Question

If $S$ is the set of distinct values of '$b$' for which the following system of linear equations
$x+y+z=1$,
$x+ay+z=1$,
$ax+by+z=0$
has no solution, then $S$ is

• A. an empty set
• B. a infinite set
• C. a finite set containing two or more elements
• D. a singleton set

Answer 1

The correct option is D a singleton set

The given set of equations can be written in matrix form as:

$\left[\begin{array}{ccc}1& 1& 1\\ 1& a& 1\\ a& b& 1\end{array}\right]\left[\begin{array}{ccc}x& y& z\end{array}\right]=\left[\begin{array}{ccc}1& 1& 0\end{array}\right]$

Since this is a non-homogeneous equation, the determinant of the coefficient matrix should be $0$ for no solution to exist.

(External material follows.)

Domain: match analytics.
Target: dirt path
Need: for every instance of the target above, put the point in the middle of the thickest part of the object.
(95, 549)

$\therefore \left|\begin{array}{ccc}1& 1& 1\\ 1& a& 1\\ a& b& 1\end{array}\right|=0$

$\Rightarrow 1(a-b)-1(1-a)+1(b-a^2)=0$

$\Rightarrow a-b-1+a+b-a^2=0$

$\Rightarrow 2a-1-a^2=0$

$\Rightarrow -(a-1{)}^2=0$

$\Rightarrow a=1$

For $a=1$, the equations become:

$x+y+z=1$

$x+y+z=1$

$x+by+z=0$

From the above three equations, we can see that if $b=1$, the system will be inconsistent and hence will produce no solution. For $b\ne 1$, the system will produce infinite solutions.

Hence, for no solution, $S$ has to be a singleton set $\left\{1\right\}$.